Être «le» représentant genevois à Palexpo, perpétuer la légende née avec Serge David et Charly Tonus, prolongée par Marc Ristori et Julien Bill, puis par Arnaud Tonus: une sacrée gageure. Cette année, ce rôle a été dévolu à Tim Jaunin, qui a remporté les deux soirs le repêchage: «Gagner, c’est toujours sympa, même si ce ne furent pas les courses les plus prestigieuses du week-end», glisse-t-il. «Ce sont des moments importants, parce qu’il y a ce public, cette ambiance, mais c’est aussi positif parce que cela vous place dans de bonnes dispositions pour la finale.»
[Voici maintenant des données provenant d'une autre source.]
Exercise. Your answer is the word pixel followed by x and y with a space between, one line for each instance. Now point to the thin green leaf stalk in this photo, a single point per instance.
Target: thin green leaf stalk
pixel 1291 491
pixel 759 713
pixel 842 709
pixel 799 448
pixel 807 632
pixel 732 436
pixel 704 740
Douzième de la classe SX2 vendredi, 14e samedi, le Genevois a eu tout loisir de mesurer l’importance de l’entraînement spécifique au supercross. Alors que ses adversaires du SX Tour en étaient déjà à cinq week-ends de compétition – «Ils ont tous entre dix et quinze SX dans les pattes quand ils débarquent à Genève», Tim ne prenait que son deuxième départ dans la discipline cette année: «Et encore, c’était à Milan, dans ce qui était plus un motocross typé SX. Jusqu’en 2016, le SX Tour comprenait deux phases; après les épreuves en extérieur, les dix premiers du classement intermédiaire étaient qualifiés pour le indoor; le plateau était complété par quatre pilotes au bénéfice de wild cards. J’en avais alors profité. Désormais, il n’y a plus qu’un seul championnat et le promoteur privilégie logiquement ceux qui participent à toutes les courses. Or, il y a plusieurs collisions de dates avec le championnat de Suisse qui, pour nos partenaires, reste important.» J.-C.S.